Мы посмеялись, и Миша, внезапно переставший быть похожим на пельмень, побрел обратно, в свой уголок. Я задумался. Вроде, по всем статьям он прав, но счастья ему эта правота, очевидно, не добавляет.
***
Вечер не по-летнему темный, дождливый и промозглый. С утра я даже пиджак надел.
Вечером в «Мариотте» презентация крафтового пива. Знакомые пивоварню открыли, начинают продвигаться помаленьку. Позвали рестораторов всяких, розничных магнатов. Я в этом списке совершенно случайно оказался — просто встретил Федора, пивовара того знакомого, возле «Мариотта», запарковались с утра рядом, он мне пригласительный и презентовал.
Возле офиса места не было, а отель через дорогу, парковка там большая. Удачно, кстати получилось, там же камеры везде, «Вольво» моя спокойненько переночует. После пива я точно за руль не сяду.
Но раз уж сегодня выпивать, одного пива маловато будет. Иду до магазина, покупаю плоскую чекушку. Аккурат в карман пиджака входит. Как же удачно я его надеть догадался, со всех точек зрения.

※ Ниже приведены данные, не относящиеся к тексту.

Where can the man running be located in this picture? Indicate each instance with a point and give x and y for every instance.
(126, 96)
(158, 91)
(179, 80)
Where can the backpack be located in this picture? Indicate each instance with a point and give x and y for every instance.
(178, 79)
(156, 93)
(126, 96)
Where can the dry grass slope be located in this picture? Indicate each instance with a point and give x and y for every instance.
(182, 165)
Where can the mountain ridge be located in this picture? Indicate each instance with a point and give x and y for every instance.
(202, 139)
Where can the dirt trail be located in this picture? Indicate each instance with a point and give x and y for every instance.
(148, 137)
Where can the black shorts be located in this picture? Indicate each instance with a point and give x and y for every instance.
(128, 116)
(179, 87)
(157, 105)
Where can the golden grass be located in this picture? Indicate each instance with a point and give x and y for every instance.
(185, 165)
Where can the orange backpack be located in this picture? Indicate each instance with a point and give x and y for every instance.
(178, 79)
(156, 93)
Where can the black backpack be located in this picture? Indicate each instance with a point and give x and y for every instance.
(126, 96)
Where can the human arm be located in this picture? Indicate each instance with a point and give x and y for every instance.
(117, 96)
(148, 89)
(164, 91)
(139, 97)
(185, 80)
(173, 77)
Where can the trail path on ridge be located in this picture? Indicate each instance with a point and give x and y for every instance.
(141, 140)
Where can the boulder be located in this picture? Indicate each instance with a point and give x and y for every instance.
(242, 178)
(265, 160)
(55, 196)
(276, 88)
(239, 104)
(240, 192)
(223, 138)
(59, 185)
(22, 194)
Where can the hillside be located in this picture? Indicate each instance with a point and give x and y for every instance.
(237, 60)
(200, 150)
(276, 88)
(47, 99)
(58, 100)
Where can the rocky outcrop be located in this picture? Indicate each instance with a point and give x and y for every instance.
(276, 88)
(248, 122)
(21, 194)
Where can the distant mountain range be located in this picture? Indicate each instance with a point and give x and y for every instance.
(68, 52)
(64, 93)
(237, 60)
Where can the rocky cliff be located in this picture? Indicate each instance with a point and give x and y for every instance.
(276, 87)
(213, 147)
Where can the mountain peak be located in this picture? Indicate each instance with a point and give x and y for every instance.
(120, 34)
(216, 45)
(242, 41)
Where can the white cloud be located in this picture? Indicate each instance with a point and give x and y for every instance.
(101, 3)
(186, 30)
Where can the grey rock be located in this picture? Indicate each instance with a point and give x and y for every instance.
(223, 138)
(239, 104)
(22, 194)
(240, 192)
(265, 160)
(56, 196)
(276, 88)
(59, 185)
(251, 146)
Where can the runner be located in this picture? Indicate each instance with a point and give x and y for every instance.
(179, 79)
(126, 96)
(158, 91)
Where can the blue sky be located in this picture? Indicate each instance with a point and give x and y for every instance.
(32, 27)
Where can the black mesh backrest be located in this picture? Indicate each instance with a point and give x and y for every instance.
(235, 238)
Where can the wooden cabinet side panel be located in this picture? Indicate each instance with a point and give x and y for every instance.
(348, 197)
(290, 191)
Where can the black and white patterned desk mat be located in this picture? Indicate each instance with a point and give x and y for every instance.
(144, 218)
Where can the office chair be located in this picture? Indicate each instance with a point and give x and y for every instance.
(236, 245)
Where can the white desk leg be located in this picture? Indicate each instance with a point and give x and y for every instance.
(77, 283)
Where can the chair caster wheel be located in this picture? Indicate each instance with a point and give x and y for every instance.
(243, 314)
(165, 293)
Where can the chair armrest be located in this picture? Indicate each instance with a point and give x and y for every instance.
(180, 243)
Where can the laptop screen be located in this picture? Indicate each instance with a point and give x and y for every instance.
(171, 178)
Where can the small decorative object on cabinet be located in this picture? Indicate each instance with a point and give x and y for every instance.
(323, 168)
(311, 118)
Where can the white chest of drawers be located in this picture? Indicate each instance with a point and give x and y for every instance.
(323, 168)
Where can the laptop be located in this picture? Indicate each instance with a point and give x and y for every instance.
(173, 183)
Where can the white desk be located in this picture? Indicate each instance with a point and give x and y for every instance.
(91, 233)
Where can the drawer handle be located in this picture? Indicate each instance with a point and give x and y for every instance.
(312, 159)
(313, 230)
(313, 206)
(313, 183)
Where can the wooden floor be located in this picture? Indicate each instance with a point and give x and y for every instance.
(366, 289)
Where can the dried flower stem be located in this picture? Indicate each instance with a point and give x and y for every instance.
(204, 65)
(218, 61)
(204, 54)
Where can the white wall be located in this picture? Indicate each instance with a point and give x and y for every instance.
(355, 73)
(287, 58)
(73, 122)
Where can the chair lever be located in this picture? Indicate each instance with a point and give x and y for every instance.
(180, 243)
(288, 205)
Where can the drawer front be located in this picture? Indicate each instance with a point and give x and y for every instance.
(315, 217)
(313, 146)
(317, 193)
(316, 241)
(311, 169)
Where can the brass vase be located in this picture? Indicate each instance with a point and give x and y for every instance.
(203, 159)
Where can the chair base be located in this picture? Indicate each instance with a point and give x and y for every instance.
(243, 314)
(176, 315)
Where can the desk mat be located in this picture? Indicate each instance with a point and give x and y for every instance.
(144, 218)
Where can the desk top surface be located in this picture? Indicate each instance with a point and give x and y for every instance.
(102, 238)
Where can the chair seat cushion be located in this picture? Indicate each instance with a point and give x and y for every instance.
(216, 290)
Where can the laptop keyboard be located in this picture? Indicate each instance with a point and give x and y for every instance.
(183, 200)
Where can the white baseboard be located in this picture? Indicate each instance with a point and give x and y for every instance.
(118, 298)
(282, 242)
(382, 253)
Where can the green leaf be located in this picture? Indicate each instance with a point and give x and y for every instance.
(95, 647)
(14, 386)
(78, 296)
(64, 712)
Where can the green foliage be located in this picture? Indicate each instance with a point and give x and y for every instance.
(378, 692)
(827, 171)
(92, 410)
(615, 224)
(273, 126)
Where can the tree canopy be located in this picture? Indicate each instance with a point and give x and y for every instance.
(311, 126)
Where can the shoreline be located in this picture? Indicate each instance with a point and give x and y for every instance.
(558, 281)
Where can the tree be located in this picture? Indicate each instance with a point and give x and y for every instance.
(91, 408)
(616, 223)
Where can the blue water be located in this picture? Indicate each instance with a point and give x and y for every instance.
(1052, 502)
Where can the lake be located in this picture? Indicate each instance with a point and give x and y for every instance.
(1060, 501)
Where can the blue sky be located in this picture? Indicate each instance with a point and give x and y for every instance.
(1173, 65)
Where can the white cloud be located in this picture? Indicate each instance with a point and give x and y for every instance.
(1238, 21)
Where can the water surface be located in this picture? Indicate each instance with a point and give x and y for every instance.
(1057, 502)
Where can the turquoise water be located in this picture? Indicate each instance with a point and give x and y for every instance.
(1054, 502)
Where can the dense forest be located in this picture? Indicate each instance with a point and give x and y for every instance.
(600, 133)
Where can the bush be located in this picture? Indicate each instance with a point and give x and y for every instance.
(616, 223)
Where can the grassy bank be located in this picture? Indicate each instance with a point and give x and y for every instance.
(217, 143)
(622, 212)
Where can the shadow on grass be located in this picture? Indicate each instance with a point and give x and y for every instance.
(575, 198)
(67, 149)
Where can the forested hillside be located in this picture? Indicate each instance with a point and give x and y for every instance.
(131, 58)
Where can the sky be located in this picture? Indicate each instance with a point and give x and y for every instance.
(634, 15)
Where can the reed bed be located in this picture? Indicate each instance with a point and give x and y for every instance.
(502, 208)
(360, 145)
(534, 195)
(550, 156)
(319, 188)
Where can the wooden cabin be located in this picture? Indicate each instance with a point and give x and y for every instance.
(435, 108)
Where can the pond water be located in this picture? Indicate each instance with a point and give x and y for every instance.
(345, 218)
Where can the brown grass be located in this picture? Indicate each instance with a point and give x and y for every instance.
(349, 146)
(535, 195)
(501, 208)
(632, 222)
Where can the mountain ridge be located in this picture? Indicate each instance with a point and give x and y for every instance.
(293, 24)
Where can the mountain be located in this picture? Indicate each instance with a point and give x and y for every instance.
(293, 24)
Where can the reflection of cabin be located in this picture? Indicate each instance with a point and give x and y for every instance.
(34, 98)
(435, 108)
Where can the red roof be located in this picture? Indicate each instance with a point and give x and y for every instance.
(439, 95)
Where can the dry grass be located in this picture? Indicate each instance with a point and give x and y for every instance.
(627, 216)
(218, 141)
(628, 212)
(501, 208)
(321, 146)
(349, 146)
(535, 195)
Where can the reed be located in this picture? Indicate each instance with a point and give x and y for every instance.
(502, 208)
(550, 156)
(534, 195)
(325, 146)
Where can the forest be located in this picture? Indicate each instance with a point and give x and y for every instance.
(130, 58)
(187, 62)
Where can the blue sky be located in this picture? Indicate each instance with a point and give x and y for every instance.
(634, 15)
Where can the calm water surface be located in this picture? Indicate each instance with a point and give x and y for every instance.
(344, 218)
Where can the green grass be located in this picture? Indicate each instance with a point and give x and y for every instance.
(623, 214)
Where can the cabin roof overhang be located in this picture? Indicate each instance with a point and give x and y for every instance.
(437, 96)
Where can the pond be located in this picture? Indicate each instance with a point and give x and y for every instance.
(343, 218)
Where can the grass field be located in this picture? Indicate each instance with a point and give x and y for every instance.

В офисе камеры, да и народ еще по домам не разбежался. Вешаю пиджак на кресло, бутылка глухо стукается о спинку. Потерпи, дорогая, скоро начнем.
И вот половина седьмого, можно потихоньку сваливать. Перехожу дорогу, презентация на седьмом этаже, вот и лифт подоспел. Я один в кабине, самое время, достаю чекушку, делаю два больших глотка, киваю своему отражению:
— Твое здоровье!
Ответного кивка не следует. Человек в зеркале застывает, пронзительно глядя мне в глаза. Он неважно выглядит: дряблая кожа, морщинистый лоб, большие мешки под глазами, поредевшие неопрятные волосы. Он стареет. Он сутулится, словно постоянно боится подзатыльника от старшеклассников.
Он пьет, чтобы привлечь мое внимание. Он просто хочет, чтобы я его заметил, поругал за это, пусть бы даже наказал, но лишь бы заметил! Он потом перестанет пить, будет хорошим мальчиком, и тогда я его снова замечу и уже похвалю.
В его внезапно увлажнившихся глазах — одиночество брошенного ребенка. И огромная любовь, нерастраченная и недополученная.
— Я тебя люблю!
Искренне. От души. Словно в той практике перед зеркалом.